Tras aquella llamada desde la estación, Lucie esperaba encontrarse con la esposa del comisario en cuanto entraran en su apartamento. Durante el trayecto en el RER, trató de imaginar qué tipo de mujer podía encajar con un hombre de su envergadura. ¿Tenía ella el porte y el carácter del domador frente al león o, por el contrario, era dócil, dulce, dispuesta cada noche a soportar la tensión que los policías acumulan a lo largo de sus interminables jornadas?
Sin embargo, en cuanto el comisario hubo abierto la puerta, Lucie supo que nadie les aguardaba. Ni un alma viviente. Sharko se descalzó antes de entrar. Lucie se dispuso a imitarle.
– No, no, no te descalces. Sólo es una costumbre, tengo muchas costumbres de las que no consigo deshacerme y que me complican mucho la existencia. ¡Pero qué le vamos a hacer, es así!
Cerró la puerta y los cerrojos. A primera vista, Lucie observó que no se trataba exactamente del apartamento de un hombre solo: había varios toques femeninos, plantas cactáceas aquí y allá, unos zapatos de tacones altos bastante retros en un rincón. Pero sobre la mesa del salón sólo había un cubierto, dispuesto ya para una comida frente a la pared. Le vino entonces a la mente el film Léon de Luc Besson. En cierta medida, Sharko transmitía la misma tristeza que el asesino a sueldo, pero a la vez una incomprensible simpatía que daba ganas de profundizar más en el personaje.

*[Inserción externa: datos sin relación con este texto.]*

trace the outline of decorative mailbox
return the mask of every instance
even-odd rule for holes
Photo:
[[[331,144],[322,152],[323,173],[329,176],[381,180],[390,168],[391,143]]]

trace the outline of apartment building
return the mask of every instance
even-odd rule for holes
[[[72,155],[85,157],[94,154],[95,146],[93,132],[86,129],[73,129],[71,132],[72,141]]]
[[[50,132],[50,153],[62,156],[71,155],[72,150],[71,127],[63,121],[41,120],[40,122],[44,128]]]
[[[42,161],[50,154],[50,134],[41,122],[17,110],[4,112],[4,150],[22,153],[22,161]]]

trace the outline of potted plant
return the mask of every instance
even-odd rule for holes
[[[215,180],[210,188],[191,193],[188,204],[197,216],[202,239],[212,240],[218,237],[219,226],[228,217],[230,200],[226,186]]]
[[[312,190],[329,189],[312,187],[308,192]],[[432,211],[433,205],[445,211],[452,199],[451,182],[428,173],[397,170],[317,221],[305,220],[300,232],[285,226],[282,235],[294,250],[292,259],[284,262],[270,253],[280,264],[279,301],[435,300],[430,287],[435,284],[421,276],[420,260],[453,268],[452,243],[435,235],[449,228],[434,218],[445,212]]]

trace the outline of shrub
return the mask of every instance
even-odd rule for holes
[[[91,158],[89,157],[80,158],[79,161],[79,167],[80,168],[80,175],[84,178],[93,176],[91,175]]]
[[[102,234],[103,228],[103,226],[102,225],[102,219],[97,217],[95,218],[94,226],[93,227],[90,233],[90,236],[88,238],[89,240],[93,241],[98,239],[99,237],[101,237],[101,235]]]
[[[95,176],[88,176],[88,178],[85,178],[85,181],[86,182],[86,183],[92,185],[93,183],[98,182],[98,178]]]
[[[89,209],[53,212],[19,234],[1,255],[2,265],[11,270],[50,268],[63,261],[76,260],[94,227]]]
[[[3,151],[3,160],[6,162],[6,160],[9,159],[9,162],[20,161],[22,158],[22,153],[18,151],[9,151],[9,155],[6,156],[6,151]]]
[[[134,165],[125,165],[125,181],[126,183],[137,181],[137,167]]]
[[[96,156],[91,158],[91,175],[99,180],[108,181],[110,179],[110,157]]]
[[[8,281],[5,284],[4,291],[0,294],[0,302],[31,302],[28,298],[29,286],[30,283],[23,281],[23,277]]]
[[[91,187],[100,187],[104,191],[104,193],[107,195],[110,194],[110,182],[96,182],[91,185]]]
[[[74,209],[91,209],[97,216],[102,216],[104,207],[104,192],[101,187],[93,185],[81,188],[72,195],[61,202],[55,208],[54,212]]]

Las fotografías de una mujer guapa, viejos clichés amarillentos en sus marcos, le confirmaron que probablemente el policía fuera viudo. ¿Qué divorciado conservaría su alianza? Más alejadas, contra la pared, se extendían otras fotos. Decenas de rectángulos de papel brillante se superponían los unos a los otros, entremezclados, fotografías de una niña desde su más tierna infancia hasta los cinco o seis años. En algunas de las instantáneas estaban los tres: él, la mujer y la niña. La madre sonreía pero, y aunque Lucie no supo explicar el porqué, en aquella mirada femenina se percibía una ausencia. En todas las fotos, Sharko abrazaba a la niña y a la mujer contra él, con tanta fuerza que sus mejillas se aplastaban unas contra otras. Lucie sintió entonces un escalofrío, como si, de manera brutal, hubiera adivinado: algo le había sucedido a la familia de Sharko. Un drama horrible, innombrable.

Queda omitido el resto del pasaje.